Is The Latest Risk-Parity Blow Up Just Starting?

Perhaps it was just a coincidence that one month ago, as we approached the anniversary of last year's August 24 ETF flash crash which showed just how broken ETFs can get in a coordinated market selloff during a liquidity vacuum, we previewed “one month ago”, the same funds which suffered acute losses last August just after China devalued its currency and roiled global markets. One of the catalysts listed was a sharp spike in bond yields.

A few weeks later, with bullish positioning across the systematic investor universe (risk-parity, CTAs, etc) at all time, levered highs as JPM observed two weeks ago, that is precisely what happened, when none other than a central bank provided the spark to catalyze the latest episode of risk imparity, a technical term for a mass quant puke. Thanks to the relentless barrage of Bank of Japan trial balloons, which ultimately unleashed a dramatic steepening of the bond curve first in Japan and then everywhere else (as we first explained on September 8), the “risk-parity” rout indeed arrived.

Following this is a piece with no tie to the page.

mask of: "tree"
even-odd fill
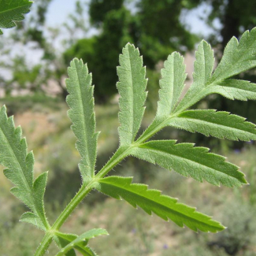
[[[151,69],[173,51],[194,48],[198,39],[186,29],[180,16],[183,9],[194,8],[199,2],[162,0],[152,4],[141,0],[132,14],[124,0],[92,0],[91,24],[101,33],[79,40],[65,53],[65,61],[68,64],[76,56],[88,62],[96,84],[95,98],[106,102],[116,93],[118,55],[127,42],[139,46],[145,65]]]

The bond sell-off since last week illustrates this: equity/bond correlations have increased sharply (Exhibit 4). This likely led to a day of very poor returns for traditional balanced funds and risk parity portfolios: the latter have likely suffered more, as the significant decline in equity volatility over the summer has likely led to increased equity allocations. Exhibit 4, which shows daily returns of a simple risk parity portfolio (using 3-month volatility to scale weights), suggests that they would have had a similarly bad day recently to during the ‘taper tantrum', ‘Bund tantrum' and the two China/commodities drawdowns (August 2015, December 2015). Performance pressures in the event of a pick-up in volatility and correlations could drive more de-risking from risk parity investors and vol target funds.